Centre for Health Informatics, City University, London, UK.
J Biomed Inform. 2012 Oct;45(5):901-12. doi: 10.1016/j.jbi.2012.02.012. Epub 2012 Mar 17.
Generation of entity coreference chains provides a means to extract linked narrative events from clinical notes, but despite being a well-researched topic in natural language processing, general-purpose coreference tools perform poorly on clinical texts. This paper presents a knowledge-centric and pattern-based approach to resolving coreference across a wide variety of clinical records from two corpora (Ontology Development and Information Extraction (ODIE) and i2b2/VA), and describes a method for generating coreference chains using progressively pruned linked lists that reduces the search space and facilitates evaluation by a number of metrics. Independent evaluation results give an F-measure for each corpus of 79.2% and 87.5%, respectively. A baseline of blind coreference of mentions of the same class gives F-measures of 65.3% and 51.9% respectively. For the ODIE corpus, recall is significantly improved over the baseline (p<0.05) but overall there was no statistically significant improvement in F-measure (p>0.05). For the i2b2/VA corpus, recall, precision, and F-measure are significantly improved over the baseline (p<0.05). Overall, our approach offers performance at least as good as human annotators and greatly increased performance over general-purpose tools. The system uses a number of open-source components that are available to download.

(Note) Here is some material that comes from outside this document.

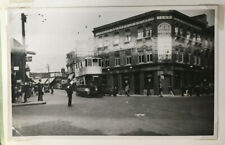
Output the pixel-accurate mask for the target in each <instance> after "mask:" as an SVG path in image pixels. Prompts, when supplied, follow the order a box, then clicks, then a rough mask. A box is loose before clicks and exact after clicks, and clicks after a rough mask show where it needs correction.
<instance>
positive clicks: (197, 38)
mask: <svg viewBox="0 0 225 145" xmlns="http://www.w3.org/2000/svg"><path fill="white" fill-rule="evenodd" d="M197 42H201V36H200V35H199V34H198V35H197Z"/></svg>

生成实体共指链提供了一种从临床记录中提取相关叙述事件的方法,但尽管在自然语言处理中是一个研究得很好的课题,通用的共指工具在临床文本上的表现却很差。本文提出了一种基于知识和模式的方法,用于解决来自两个语料库(Ontology Development and Information Extraction (ODIE) 和 i2b2/VA)的各种临床记录中的共指问题,并描述了一种使用逐步修剪的链表生成共指链的方法,该方法减少了搜索空间,并通过多种指标促进了评估。独立的评估结果分别为每个语料库给出了 79.2%和 87.5%的 F 测度。对同一类提及进行盲目共指的基线分别给出了 65.3%和 51.9%的 F 测度。对于 ODIE 语料库,召回率相对于基线有显著提高(p<0.05),但总体 F 测度没有显著提高(p>0.05)。对于 i2b2/VA 语料库,召回率、精度和 F 测度都显著优于基线(p<0.05)。总的来说,我们的方法提供了至少与人工注释者一样好的性能,并大大提高了通用工具的性能。该系统使用了许多可下载的开源组件。